APPOINTIVE OFFICERS AND AGENTS

7.1 Appointive Officers and Agents. The Board of Directors may appoint such other officers and agents (such as, an Executive Director) in addition to those provided for in Article 4 of these bylaws, as the Board of Directors may deem necessary. Such persons shall have such authority and perform such duties as shall from time to time be prescribed by the Board of Directors. All appointive officers and agents shall hold their respective offices or positions at the pleasure of the Board of Directors, and may be removed from office or discharged at any time with or without cause, provided that removal without cause shall not prejudice the contract rights, if any, of such officers and agents.

ARTICLE 8

SPECIAL COMMITTEES

8.1 Special Committees. The Board of Directors may designate one or more special committees as are necessary and which are not in conflict with other provisions of these bylaws, and the duties of any such special committees shall be prescribed by the Board of Directors upon their designation. Each such special committee shall consist of two or more persons, who may, but need not be, limited to directors of the Corporation. A special committee shall limit its activities to the accomplishment of the tasks for which it is designated and shall have no power to act except as specifically conferred by action of the Board of Directors. Upon the completion of the task for which designated, such special committee shall stand dissolved.

8.2 Quorum and Voting. A majority of the members of a committee shall constitute a quorum for the transaction of business at any meeting of such committee and the act of a majority of the committee members present at a meeting at which a quorum is present shall be the act of the committee.

8.3 Meetings and Notices. Meetings of a committee may be called by the President or the chairman of the committee. Each committee shall meet as often as is necessary to perform its duties. Notice may be given at any time and in any manner reasonably designated to inform the members of the time and place of the meeting. Each committee shall keep minutes of its proceedings.
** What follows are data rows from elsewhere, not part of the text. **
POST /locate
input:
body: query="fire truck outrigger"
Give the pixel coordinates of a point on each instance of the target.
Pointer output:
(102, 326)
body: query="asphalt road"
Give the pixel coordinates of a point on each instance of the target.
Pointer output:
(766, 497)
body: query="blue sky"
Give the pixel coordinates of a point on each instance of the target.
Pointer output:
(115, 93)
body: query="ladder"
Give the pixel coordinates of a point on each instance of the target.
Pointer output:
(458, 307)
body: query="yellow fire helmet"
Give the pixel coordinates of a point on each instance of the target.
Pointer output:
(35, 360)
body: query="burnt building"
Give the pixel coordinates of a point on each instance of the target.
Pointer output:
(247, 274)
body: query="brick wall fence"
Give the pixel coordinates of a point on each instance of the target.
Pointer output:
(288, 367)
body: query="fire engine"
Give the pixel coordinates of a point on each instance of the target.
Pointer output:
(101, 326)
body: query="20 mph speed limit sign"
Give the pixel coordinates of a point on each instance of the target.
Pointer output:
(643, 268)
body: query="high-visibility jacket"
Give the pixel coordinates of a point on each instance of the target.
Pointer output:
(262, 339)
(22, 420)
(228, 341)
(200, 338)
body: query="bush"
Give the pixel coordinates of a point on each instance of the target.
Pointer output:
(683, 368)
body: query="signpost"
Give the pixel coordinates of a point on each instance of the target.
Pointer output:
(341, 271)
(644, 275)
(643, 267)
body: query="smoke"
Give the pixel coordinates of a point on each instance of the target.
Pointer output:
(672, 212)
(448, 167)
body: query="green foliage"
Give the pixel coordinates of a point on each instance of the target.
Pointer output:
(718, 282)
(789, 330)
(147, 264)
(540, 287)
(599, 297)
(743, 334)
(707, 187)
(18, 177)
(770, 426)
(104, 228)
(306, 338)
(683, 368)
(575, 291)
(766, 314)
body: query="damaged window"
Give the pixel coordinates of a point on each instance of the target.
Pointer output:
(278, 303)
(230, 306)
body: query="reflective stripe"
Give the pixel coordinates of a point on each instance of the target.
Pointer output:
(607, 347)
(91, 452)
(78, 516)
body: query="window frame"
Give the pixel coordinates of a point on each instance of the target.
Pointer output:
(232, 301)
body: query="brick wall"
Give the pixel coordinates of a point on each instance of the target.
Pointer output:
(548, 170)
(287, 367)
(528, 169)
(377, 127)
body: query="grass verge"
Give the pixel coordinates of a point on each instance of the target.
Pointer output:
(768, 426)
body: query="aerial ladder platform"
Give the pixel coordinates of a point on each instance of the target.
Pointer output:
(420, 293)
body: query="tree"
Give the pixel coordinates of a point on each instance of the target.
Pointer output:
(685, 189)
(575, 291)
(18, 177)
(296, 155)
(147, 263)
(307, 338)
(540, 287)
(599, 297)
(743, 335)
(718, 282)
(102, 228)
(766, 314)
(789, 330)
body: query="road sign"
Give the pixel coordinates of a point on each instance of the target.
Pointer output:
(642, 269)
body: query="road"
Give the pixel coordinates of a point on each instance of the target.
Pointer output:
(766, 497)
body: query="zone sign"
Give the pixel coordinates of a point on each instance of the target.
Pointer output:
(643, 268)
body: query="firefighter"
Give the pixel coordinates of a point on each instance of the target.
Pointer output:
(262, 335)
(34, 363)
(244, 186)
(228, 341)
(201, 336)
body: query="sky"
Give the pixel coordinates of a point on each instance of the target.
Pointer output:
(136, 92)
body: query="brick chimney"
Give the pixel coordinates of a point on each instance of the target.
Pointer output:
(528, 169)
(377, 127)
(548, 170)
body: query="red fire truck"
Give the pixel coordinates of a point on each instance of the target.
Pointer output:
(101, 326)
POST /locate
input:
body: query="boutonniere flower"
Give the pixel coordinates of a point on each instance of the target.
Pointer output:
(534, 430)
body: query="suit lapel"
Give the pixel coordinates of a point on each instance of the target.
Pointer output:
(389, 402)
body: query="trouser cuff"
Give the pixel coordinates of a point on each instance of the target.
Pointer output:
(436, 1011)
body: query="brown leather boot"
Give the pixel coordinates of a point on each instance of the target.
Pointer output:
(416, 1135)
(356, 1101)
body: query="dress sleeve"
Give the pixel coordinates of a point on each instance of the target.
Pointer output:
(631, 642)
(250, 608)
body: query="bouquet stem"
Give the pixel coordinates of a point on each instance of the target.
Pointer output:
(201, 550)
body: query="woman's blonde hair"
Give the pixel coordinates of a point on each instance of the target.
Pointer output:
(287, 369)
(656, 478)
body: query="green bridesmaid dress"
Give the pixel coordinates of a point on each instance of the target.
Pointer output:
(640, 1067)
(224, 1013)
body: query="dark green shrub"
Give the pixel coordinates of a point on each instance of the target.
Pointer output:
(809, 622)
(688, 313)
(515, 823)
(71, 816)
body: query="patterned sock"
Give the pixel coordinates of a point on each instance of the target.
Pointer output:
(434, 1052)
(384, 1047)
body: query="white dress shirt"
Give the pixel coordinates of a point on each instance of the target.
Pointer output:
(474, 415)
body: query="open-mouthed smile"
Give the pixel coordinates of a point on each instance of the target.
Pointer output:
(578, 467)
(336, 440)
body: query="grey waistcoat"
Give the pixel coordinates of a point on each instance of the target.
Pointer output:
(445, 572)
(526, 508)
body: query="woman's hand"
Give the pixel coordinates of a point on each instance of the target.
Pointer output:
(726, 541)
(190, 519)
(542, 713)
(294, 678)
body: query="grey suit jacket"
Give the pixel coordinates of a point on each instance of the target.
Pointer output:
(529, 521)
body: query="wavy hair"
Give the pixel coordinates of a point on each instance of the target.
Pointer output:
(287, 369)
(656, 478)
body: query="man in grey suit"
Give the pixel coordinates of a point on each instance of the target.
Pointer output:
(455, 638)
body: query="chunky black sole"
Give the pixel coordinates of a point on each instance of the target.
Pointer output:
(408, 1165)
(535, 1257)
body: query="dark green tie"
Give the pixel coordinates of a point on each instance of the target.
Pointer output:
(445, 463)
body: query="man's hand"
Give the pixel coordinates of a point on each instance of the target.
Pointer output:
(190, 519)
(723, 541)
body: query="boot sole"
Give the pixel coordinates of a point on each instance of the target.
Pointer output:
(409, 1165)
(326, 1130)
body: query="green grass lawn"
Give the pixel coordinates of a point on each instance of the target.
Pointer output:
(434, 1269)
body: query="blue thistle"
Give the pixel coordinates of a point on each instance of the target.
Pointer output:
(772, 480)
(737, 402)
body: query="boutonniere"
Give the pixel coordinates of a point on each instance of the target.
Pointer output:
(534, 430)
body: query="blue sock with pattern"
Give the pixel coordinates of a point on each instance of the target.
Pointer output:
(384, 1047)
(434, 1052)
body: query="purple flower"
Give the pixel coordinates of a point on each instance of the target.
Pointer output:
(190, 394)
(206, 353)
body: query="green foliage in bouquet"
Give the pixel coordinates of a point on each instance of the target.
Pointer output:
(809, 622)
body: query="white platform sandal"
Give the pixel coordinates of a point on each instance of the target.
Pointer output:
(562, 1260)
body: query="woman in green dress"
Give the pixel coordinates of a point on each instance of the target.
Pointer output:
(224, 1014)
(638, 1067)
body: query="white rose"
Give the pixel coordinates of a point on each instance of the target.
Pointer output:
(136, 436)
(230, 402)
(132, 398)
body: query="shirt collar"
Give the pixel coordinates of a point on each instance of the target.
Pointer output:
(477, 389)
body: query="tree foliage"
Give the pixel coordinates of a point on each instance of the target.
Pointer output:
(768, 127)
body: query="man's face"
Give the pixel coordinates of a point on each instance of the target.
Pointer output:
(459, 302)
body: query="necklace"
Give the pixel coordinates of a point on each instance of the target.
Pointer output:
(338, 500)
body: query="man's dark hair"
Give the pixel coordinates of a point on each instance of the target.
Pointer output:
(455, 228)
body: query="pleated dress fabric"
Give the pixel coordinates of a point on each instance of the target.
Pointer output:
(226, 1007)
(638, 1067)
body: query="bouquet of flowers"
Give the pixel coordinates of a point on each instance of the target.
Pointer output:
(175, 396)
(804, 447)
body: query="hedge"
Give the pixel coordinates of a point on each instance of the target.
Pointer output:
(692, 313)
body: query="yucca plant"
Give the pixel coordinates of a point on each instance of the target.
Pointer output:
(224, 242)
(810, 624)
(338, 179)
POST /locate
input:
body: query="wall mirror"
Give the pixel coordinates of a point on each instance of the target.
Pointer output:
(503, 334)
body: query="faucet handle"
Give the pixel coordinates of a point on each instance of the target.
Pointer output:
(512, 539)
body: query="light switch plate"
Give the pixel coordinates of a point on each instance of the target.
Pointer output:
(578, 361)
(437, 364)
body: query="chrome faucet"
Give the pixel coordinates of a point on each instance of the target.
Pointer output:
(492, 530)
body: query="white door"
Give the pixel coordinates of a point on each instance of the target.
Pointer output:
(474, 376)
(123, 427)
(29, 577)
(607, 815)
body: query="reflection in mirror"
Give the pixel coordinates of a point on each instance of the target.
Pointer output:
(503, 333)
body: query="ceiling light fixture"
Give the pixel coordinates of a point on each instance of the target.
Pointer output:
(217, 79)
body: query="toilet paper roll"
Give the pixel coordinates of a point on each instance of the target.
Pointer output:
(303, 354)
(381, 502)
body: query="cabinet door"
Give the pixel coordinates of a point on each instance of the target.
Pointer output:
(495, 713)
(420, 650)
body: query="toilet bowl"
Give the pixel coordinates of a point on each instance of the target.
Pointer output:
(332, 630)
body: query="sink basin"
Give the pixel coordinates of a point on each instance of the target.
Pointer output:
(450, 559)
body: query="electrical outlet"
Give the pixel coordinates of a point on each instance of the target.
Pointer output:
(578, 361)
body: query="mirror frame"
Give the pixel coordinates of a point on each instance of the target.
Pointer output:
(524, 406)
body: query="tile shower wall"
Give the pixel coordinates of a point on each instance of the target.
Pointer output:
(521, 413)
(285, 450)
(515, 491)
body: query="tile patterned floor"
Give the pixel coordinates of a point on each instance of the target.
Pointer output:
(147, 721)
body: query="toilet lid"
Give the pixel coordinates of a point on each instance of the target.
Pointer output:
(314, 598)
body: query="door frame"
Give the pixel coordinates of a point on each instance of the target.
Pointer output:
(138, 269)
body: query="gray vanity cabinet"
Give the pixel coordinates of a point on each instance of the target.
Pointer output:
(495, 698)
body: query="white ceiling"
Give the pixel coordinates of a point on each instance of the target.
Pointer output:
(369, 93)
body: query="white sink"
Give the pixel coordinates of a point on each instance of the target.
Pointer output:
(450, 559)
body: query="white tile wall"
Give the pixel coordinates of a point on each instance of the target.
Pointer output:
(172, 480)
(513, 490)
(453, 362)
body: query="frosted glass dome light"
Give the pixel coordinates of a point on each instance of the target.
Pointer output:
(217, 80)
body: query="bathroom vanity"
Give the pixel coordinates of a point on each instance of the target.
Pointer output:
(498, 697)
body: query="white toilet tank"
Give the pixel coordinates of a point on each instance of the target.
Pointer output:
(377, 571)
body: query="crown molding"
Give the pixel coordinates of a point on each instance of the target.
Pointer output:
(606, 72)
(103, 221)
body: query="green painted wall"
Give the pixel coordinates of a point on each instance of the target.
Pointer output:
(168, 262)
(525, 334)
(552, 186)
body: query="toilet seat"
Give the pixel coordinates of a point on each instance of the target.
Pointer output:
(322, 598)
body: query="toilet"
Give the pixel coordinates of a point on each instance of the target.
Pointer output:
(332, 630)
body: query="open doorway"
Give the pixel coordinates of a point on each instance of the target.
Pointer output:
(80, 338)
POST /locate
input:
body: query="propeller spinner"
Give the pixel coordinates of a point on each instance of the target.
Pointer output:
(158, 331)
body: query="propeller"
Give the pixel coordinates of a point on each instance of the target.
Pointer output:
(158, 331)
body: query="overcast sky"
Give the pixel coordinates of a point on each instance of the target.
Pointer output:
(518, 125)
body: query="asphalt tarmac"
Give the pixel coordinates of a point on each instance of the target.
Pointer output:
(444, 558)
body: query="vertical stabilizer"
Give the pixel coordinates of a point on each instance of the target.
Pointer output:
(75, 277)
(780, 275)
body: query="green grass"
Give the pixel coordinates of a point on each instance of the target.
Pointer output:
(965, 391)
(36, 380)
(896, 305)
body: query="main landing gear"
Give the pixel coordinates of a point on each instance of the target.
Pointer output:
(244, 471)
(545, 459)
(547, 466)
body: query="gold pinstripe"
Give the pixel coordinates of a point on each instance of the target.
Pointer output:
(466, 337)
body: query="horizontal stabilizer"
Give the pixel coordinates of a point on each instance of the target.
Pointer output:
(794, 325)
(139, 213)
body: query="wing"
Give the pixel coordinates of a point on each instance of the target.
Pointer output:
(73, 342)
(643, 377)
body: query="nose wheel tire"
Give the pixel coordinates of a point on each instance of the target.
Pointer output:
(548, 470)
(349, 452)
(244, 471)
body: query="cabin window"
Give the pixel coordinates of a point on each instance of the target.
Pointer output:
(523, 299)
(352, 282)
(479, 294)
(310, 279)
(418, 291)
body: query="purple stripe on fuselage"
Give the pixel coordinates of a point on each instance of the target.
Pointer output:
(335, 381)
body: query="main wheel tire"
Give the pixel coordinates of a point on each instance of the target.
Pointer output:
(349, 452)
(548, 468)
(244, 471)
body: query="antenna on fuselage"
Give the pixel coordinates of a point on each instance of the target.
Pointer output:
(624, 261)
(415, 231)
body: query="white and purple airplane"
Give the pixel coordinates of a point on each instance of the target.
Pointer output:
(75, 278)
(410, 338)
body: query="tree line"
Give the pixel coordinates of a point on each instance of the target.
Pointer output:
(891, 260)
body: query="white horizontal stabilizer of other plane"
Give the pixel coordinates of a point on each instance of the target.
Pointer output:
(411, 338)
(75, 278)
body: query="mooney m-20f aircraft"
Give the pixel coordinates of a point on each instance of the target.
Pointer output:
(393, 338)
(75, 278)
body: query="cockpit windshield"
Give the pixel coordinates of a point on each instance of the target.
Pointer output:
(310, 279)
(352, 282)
8.4 Resignations and Removals. Any member of a committee may resign at any time by giving notice to the chairman of the committee or the Secretary of the Corporation. Unless otherwise specified in the notice, such resignation shall take effect upon receipt thereof, and the acceptance of such resignation shall not be necessary to make it effective. The Board of Directors may remove at any time with or without cause any member of any committee who was originally appointed thereto by the Board of Directors as provided in these bylaws.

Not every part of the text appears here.